Moderna Inc said on Monday it believes its Covid-19 vaccine protects against new variants found in Britain and South Africa, although it will test a new booster shot aimed at the South African variant after concluding the antibody response could be diminished.
The company said in a news release it found no reduction in the antibody response against the variant found in Britain. Against the South African variant, it found a reduced response but still believed its two-dose regimen would provide protection.
Moderna shares closed 12.2 per cent higher at $147.00 on Monday.
India manufactures more than 60 per cent of all vaccines sold across the globe, and while its $40 billion pharmaceutical sector is not yet involved in the production of the expensive Pfizer Inc and Moderna shots, the nation will play a pivotal role in immunising much of the world.
Indian pharmaceutical companies are set to produce eight, more affordable vaccines designed to fight Covid-19, including AstraZeneca’s Covishield, called the “vaccine for the world” by its developers.
The emergence of new variants in Britain, South Africa and Brazil has created some concern that mutations in the virus may make vaccines less effective.
Moderna said it is looking at whether a booster shot — either of its existing vaccine or of a new shot designed to protect against the South African variant — could be made available in future if evidence were to emerge that protection declined.
“The virus isn’t going to stand still,” Moderna President Stephen Hoge said on a conference call. “While the current strains appear to be well-protected by our Covid-19 … it’s important that we remain vigilant and develop potential tools and countermeasures that would allow us to continue to beat back the pandemic.”

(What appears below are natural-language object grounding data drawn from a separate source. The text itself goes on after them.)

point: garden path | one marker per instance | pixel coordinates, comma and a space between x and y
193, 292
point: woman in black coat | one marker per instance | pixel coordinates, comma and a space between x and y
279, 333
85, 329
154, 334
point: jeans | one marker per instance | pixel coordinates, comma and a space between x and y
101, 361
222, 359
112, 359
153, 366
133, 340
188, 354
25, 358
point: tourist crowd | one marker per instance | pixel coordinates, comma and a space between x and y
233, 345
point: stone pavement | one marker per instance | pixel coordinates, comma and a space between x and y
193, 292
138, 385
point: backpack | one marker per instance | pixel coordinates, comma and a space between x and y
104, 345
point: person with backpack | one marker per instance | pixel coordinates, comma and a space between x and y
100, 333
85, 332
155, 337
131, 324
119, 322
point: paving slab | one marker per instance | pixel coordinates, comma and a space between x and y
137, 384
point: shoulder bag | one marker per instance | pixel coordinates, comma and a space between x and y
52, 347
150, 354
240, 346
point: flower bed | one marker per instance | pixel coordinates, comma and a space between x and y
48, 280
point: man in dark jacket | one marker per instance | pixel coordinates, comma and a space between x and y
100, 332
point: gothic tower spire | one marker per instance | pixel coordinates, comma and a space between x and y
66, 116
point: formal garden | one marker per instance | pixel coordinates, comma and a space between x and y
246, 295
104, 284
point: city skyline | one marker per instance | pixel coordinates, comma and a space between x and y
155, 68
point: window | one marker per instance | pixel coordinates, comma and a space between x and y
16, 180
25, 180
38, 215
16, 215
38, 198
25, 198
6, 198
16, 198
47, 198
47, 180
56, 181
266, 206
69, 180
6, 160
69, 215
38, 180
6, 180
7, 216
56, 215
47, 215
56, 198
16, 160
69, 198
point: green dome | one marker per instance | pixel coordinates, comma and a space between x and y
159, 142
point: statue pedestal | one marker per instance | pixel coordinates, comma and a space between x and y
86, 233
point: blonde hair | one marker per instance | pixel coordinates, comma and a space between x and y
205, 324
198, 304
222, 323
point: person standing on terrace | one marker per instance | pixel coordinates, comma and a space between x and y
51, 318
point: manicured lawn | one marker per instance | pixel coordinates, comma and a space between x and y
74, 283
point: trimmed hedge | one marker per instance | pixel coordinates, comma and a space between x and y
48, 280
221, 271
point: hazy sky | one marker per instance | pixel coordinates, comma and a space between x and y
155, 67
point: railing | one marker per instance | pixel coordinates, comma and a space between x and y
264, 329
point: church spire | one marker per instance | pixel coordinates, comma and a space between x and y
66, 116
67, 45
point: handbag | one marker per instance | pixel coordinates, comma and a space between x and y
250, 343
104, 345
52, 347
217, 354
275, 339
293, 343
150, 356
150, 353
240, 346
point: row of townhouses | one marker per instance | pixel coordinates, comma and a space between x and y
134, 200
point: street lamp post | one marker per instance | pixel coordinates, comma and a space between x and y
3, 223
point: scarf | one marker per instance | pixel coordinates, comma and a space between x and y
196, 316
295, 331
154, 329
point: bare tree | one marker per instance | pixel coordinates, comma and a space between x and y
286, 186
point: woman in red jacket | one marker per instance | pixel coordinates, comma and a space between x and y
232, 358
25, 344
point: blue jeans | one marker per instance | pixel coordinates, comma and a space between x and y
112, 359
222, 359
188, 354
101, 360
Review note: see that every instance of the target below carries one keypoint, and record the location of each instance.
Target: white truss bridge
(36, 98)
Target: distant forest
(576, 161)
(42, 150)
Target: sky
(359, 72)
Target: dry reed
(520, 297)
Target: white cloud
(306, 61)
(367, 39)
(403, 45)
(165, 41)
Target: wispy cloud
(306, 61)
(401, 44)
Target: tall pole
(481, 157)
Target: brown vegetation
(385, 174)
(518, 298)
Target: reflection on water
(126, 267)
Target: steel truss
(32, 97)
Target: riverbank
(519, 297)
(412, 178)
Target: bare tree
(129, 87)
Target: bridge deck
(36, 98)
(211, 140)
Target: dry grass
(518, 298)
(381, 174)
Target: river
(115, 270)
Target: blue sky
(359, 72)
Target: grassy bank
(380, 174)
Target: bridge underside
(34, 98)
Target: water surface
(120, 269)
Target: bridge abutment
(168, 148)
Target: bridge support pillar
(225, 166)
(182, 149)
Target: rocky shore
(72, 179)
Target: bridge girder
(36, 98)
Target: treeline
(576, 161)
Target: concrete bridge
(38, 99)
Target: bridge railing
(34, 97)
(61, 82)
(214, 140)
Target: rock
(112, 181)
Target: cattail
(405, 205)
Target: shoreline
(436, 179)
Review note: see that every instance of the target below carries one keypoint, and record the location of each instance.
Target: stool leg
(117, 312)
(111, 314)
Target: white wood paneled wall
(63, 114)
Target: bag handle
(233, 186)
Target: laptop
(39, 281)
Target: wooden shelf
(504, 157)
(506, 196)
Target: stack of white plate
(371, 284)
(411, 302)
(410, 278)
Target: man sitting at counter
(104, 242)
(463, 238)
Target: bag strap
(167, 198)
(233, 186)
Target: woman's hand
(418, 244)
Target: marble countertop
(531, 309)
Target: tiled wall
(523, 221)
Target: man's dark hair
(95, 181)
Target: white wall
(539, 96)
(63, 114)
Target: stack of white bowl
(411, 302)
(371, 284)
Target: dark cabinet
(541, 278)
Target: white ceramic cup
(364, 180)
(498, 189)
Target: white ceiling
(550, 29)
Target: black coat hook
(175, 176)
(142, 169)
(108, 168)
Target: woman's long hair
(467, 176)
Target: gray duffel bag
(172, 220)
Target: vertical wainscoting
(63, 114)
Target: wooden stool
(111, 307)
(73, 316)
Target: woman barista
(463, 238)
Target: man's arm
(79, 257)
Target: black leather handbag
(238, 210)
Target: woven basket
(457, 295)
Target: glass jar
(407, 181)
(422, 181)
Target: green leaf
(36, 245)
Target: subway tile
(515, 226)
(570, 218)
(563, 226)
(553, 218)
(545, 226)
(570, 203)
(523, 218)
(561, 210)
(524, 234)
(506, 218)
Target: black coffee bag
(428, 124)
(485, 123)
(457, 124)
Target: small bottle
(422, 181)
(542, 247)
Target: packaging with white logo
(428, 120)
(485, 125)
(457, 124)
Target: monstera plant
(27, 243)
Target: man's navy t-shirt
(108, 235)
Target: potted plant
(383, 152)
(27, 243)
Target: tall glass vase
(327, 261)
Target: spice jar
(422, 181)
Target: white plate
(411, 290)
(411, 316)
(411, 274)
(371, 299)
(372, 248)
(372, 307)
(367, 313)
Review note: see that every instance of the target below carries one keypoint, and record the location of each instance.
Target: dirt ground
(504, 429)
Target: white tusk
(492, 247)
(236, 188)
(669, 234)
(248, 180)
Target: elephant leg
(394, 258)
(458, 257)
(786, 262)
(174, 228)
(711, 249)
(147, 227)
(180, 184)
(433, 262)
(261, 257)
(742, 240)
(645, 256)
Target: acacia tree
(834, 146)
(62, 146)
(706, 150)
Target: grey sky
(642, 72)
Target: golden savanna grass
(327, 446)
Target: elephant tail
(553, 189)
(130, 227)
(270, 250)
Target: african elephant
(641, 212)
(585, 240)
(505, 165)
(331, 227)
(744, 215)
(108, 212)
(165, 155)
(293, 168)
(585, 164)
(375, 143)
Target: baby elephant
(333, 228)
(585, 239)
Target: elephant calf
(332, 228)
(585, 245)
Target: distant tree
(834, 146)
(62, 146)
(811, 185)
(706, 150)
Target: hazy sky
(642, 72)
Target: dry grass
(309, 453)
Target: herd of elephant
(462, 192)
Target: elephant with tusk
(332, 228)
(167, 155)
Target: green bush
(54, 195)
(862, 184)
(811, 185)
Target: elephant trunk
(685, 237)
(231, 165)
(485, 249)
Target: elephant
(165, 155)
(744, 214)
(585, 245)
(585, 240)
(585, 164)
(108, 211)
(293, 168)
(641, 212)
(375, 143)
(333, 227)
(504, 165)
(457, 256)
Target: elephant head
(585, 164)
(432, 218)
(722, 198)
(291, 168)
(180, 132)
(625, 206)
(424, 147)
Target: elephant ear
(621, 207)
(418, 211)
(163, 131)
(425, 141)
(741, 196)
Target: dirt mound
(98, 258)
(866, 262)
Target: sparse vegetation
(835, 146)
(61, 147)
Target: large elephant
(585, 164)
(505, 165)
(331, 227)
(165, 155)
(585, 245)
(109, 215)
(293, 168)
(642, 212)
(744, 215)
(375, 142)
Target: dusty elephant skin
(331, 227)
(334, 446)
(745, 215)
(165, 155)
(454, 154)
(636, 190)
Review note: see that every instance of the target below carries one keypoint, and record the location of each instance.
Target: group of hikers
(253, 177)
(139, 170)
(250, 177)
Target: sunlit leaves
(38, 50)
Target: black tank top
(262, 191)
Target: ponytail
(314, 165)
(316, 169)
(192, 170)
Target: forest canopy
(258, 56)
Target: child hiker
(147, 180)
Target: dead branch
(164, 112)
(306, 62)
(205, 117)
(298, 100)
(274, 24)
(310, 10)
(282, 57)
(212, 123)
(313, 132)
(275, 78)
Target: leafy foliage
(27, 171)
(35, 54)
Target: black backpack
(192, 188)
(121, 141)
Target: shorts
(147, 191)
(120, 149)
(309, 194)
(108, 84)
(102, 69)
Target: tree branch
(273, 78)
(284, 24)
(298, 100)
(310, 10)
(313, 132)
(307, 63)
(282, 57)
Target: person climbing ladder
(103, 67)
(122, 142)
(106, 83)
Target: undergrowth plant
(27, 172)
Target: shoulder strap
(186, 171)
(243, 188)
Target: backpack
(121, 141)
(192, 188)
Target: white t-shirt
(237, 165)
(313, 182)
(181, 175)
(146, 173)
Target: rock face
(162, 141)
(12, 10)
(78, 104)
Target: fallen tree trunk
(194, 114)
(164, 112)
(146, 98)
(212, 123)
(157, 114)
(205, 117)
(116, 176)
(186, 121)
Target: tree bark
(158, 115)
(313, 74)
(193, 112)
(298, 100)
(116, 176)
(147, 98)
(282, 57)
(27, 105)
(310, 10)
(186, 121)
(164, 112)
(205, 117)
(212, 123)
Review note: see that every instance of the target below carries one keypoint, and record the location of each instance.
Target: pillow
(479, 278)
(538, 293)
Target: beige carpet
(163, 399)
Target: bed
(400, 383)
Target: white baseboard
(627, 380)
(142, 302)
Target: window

Moderna said it expects its current vaccine will remain protective for at least a year after completing the two-dose course. It does not expect to test a third dose until at least six months after that course is finished.
Jefferies analyst Michael Yee said in a research note it was encouraging that the antibody response of the Moderna vaccine to the South African variant was still above the levels that provide protection.
Mr Yee also said the speed with which Moderna was able to design a new booster shot candidate was proof of the flexibility of the new mRNA technology upon which it is based.
Dr Paul Offit, an infectious disease expert at the University of Pennsylvania and a member of the US Food and Drug Administration’s vaccine advisory panel, said he was only mildly concerned the vaccine would not be protective against the variants.
“It is a little worrisome that you see a lesser neutralising antibody response, but that doesn’t necessarily mean that you are unprotected,” he said, noting that even these lower levels may still be enough to protect against serious infections.
“The goal of this vaccine is to keep you out of the hospital and to keep you out of the morgue. If you get a symptomatic infection or mildly symptomatic infection that is not a burden to the healthcare system,” Dr Offit said.
Pfizer Inc and BioNTech SE have also said tests showed their vaccine is effective against the variant found in Britain, but have not yet disclosed results against the South African variant.
That variant first found in Britain has caused a massive surge in cases there and has also been found in more than a dozen US states. US public health officials expect it to be the dominant variant in the United States within six weeks.